Friday, July 24, 2009

Gates and Police Power

I had an epiphany last night while thinking about responses to the Gates case.

To preface, I've been talking about it on an online forum with several male Republicans in my town. All of them have in the past shown extreme concern about abuses of state power (IOW, they frequently complain about Obama being a fascist or a socialist).

This concern is reflected in the posts of older white male Republicans across the country. You can read their comments on blog posts and online articles, and you know what their political views are.

What strikes me is that these men normally come across as libertarian and anti-state. Via Alicublog I found this entry by Jonah Goldberg:

conservatives, like Americans generally, are of two views when it comes to cops. One side is inclined to distrust them, see them as potential abusers of authority — mere men with badges and guns. Another side is deferential to police. That is not to say they condone abuse or sanction cops being above the law. But they give cops the benefit of the doubt for a host of reasons.

Here's my epiphany: I look at those conservatives who distrust cops, and I see their anger at Gates. And I realize what the deal is.

They're angry because Gates did what they WISH they could do but are too afraid to: he challenged the police for invading his home. Older conservative men bluster all the time about "the state" abusing its power, coming into our homes. I had an argument yesterday with a fire fighter who was complaining that Obama's health care reform would be a "violation of the 4th Amendment"! LOL! I'm still trying to figure out that one.

This is just another version of the Yellow Elephants. These are the men who define manhood a certain way, assert their support for this construction of manhood, then fail to live up to it themselves.

It has to gall the crap out of them that an older physically disabled black man asserted the very rights they demand on a regular basis.
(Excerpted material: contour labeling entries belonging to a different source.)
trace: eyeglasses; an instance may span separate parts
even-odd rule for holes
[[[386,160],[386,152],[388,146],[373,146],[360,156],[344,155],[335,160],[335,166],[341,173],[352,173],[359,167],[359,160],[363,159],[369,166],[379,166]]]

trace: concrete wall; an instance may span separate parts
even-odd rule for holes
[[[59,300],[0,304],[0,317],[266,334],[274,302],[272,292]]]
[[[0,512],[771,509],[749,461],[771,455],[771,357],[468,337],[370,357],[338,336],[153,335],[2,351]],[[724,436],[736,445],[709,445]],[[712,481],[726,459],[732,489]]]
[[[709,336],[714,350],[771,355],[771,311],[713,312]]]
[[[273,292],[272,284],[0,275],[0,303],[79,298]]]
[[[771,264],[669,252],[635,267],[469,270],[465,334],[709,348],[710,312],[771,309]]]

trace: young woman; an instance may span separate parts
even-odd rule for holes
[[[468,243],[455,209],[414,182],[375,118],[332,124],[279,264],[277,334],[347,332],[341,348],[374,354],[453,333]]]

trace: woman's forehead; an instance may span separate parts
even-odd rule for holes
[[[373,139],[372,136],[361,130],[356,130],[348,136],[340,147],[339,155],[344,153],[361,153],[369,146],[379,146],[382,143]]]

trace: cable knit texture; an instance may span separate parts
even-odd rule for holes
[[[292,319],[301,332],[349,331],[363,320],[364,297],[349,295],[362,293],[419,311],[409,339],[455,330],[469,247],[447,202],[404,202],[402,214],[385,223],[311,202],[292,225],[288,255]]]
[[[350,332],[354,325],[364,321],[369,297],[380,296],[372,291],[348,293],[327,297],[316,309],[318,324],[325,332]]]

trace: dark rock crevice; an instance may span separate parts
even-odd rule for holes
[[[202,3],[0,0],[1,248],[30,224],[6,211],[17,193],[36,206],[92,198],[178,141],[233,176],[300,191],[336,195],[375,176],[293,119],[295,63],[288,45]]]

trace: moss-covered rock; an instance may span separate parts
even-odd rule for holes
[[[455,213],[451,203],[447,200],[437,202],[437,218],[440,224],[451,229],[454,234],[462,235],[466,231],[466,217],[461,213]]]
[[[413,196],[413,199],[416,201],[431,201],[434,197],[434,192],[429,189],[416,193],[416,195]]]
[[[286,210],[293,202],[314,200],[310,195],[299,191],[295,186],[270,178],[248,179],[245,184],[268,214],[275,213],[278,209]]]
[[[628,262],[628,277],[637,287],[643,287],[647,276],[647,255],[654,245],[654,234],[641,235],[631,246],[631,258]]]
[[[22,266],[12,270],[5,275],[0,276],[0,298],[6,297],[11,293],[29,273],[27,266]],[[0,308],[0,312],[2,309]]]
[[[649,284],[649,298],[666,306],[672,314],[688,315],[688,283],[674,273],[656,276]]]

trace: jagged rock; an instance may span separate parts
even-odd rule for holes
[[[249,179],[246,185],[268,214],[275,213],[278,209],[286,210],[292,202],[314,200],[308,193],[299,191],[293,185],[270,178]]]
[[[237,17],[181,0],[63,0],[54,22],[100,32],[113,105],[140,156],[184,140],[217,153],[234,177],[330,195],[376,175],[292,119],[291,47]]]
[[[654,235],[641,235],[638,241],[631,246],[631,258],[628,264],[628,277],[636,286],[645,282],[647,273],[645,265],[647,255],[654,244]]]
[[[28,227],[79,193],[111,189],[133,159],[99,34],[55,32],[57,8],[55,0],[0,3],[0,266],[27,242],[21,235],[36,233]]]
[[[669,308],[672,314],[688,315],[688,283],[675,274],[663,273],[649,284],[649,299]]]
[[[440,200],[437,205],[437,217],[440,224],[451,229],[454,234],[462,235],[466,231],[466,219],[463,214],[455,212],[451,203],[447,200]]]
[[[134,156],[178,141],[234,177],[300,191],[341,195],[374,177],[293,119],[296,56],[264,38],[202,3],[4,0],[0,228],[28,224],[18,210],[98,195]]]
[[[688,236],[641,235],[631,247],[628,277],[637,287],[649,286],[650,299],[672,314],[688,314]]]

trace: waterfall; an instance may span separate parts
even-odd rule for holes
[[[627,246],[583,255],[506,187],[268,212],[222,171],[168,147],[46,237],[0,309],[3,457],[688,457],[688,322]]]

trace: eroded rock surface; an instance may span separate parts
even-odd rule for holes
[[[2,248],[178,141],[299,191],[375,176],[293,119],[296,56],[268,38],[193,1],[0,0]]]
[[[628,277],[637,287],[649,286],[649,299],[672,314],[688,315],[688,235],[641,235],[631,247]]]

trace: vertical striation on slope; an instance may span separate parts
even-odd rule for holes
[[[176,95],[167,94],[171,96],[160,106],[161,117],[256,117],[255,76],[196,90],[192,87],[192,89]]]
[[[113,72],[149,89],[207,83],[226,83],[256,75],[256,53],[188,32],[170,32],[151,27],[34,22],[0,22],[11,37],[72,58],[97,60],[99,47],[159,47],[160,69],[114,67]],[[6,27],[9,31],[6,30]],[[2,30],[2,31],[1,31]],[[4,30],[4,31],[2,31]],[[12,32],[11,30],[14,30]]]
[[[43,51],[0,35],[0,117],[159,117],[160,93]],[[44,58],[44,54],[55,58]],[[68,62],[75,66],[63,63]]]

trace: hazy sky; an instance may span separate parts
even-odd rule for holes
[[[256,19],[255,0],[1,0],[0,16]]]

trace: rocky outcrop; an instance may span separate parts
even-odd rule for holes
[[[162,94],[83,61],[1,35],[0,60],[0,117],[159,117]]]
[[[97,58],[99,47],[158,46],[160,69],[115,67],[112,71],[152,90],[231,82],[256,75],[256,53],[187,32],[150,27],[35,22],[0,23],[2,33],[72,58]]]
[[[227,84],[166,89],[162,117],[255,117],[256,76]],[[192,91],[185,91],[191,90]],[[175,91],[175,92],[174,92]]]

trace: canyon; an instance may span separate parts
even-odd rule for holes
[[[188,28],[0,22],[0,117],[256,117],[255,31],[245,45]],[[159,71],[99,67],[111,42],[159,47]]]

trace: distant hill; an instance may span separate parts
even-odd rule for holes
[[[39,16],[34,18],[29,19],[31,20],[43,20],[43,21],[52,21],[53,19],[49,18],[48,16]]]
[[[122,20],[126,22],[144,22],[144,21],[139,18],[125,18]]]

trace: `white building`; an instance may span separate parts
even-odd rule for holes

They dream of exerting their power as citizens, the right to control their territory (their homes). But they defer to police authority because they fear the consequences.

And here's Gates, who talked back, demanded badge numbers, asserted his civil rights to be in his own house, expressed anger--all the things they wish they could have done in a similar situation.

But to assert that he acted legitimately, that he acted the way they wish they could? That would mean that a black man was a better man than they could ever be.

And we can't have that, can we?

1 comment:

Laura said...

Interesting take, and not one I'd seen yet. My husband and I are going back and forth on this issue. He's siding with the cops while I'm suggesting the cops were wrong. Actually, I see blame on both sides. It is possible that both overreacted. The cops, however, being the ones with the handcuffs and therefore, the power, won.